I’m guilty of this sometimes too. For me, it always crops up with regards to my home. I look around my small condo and compare it to homes that are bigger, less shabby, and nicer. And then I get in a funk, feeling down about our living situation, feeling entitled that I “deserve” a better home, feeling frustrated by the circumstances that have made us “stuck” here.

But it’s gratefulness that always brings me back from that negative thought spiral. When things are quiet, and the kids are tucked into bed, I usually light a candle and tidy up the house. And I usually think about all the things I have to be thankful for. Those sweet little boys, snuggled up in a dry, warm room under their blankets, their arms wrapped around whatever is the stuffed animal du jor. The big, red kitchen, where my husband and I can pour a glass of wine or share a stout, and catch up on the work day. All the toys, the big cozy couch, our funny little cats, a little time to snuggle under a blanket and watch something on Netflix. Yeah, my carpet might be stained and the dishes might be dirty, but hey, it means I have busy, healthy boys that are making messes and we had good food to eat that night. I have a wonderful little home that I can afford. My children are safe and happy.

It is my hope for Thanksgiving that the person in my life I was writing about, and anyone else who might feel similarly, takes a hard look at all those material things they want and desire, and realize that there is so much more to life than all of that.

A couple of years ago around this time of year, I printed out this quote and hung it in my cubicle: “It is not happy people who are thankful; it is thankful people who are happy.” I love it so much, and being thankful is such a simple thing that anyone can do to increase their happiness.


Surprisingly Sentimental

Whenever I read other blog posts about decluttering, I always seem to skim over the section about letting go of sentimental items. In my mind, I think of myself as not that sentimental when it comes to things. And yet, as I have been working through this challenge: http://www.theminimalists.com/minsgame/ I’ve come to notice that I am way more sentimental than I thought.
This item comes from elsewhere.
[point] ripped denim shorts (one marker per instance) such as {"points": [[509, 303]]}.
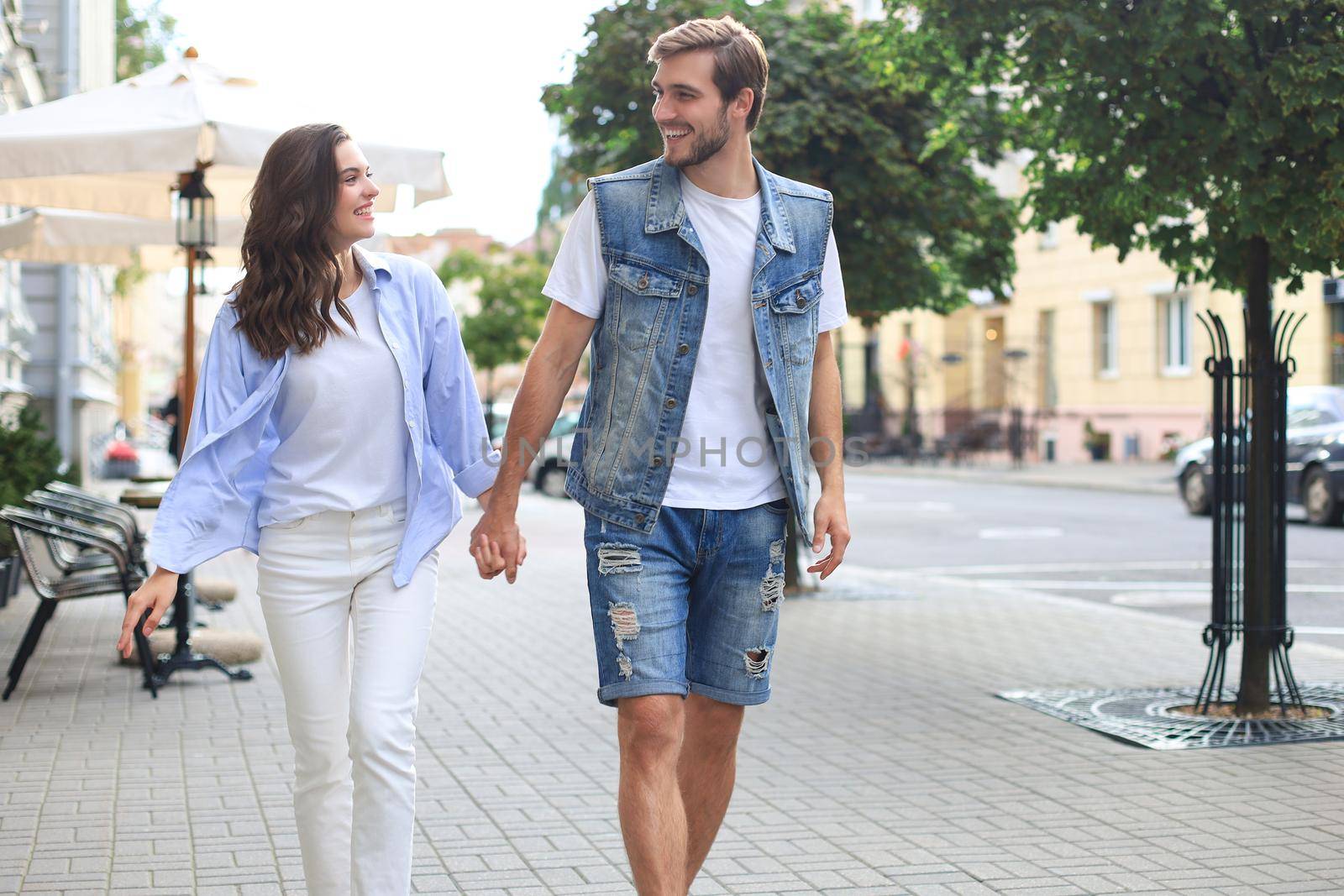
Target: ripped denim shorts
{"points": [[690, 607]]}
On November 18, I had to get rid of 18 things as part of the challenge. There’s a box on the top shelf in my closet that I knew was filled with memorabilia from high school, so I set out to tackle that. I opened the box – I probably haven’t opened it since college, and it all immediately made me smile. Buttons from our school’s annual charity event, dried corsages from proms, photos of me and friends at football games, a gold pom pom. None of this stuff I need at all, but I didn’t part with any of it.

I also didn’t part with two cassette tapes.
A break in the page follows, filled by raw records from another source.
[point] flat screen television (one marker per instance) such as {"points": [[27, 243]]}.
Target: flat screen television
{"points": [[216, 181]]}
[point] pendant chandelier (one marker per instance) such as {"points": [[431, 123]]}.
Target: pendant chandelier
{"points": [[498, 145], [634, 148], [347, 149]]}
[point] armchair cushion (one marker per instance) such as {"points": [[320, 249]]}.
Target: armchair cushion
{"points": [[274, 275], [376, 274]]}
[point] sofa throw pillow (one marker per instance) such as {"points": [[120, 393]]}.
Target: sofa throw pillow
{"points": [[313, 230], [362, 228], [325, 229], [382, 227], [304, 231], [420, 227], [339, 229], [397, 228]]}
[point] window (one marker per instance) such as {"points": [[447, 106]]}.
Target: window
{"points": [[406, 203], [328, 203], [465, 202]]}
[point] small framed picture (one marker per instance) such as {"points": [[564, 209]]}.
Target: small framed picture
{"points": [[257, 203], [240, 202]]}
(Or the picture of me and my cousin in matching floppy sunflower hats, but that’s obvious.)

Why did I put the tapes back into the box? I no longer own a tape player, and even if I did, I’m not sure I’d use it to listen to Color Me Badd or TLC. The tapes were only slightly sentimental – the TLC one was my first tape that I chose on my very own, and since it was slightly racy, it kind of represents a minor pre-teen rebellion. But I don’t even know why I have (and have saved for 20 years) the other one.
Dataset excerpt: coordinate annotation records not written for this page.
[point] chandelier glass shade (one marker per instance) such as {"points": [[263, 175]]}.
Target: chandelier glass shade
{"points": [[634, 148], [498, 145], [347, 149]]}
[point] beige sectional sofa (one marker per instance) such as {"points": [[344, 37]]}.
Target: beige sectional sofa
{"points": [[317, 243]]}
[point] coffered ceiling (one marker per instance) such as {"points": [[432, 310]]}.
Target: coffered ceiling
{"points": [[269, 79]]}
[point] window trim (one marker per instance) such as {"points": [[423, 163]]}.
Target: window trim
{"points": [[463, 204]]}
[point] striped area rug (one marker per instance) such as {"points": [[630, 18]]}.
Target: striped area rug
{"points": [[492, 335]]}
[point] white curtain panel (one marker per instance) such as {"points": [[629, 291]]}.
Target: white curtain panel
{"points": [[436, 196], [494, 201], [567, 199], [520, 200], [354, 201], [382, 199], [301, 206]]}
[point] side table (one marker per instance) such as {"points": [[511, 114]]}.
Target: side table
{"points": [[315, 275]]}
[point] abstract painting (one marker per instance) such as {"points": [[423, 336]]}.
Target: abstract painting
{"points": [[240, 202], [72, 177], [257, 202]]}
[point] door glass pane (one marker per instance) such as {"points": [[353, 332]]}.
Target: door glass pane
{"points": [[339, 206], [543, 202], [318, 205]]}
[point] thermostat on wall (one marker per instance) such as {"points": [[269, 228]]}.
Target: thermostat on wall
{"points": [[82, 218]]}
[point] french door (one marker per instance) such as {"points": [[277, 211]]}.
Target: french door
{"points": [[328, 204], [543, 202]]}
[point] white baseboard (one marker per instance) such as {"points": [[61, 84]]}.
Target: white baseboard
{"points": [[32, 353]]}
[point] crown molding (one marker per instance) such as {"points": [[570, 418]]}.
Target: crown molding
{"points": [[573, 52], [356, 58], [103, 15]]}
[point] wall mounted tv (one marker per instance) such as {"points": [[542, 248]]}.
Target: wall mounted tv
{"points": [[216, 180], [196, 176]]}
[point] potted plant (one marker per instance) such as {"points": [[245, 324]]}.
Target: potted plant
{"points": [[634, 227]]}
But yet, when faced with the decision to declutter these tapes or not, I placed them back in my neat little memorabilia box and tucked them back on the shelf. Something about them made me laugh and smile. They’re just SO early 90s, and there’s something about outdated technology that inexplicably makes me happy. If I decluttered these and took them to a thrift store, what would happen to them? No one wants cassettes anymore. They’d end up in a landfill somewhere most likely, instead of in my closet where every 20 years they can make me laugh and post a funny picture to Facebook, showing off my 90s treasures. So for now, that’s where they are.

Instead of trashing any of the tapes or corsages, I threw out 18 items from the box that didn’t invoke any kind of nostalgia (magazine clippings of generic ocean scenes and sunflowers and a few blank Winnie the Pooh valentines). Maybe as this challenge gets harder, I will go back over the high school box. But for now, I balance my desire for a simpler life, with the items that invoke memories of a simpler time.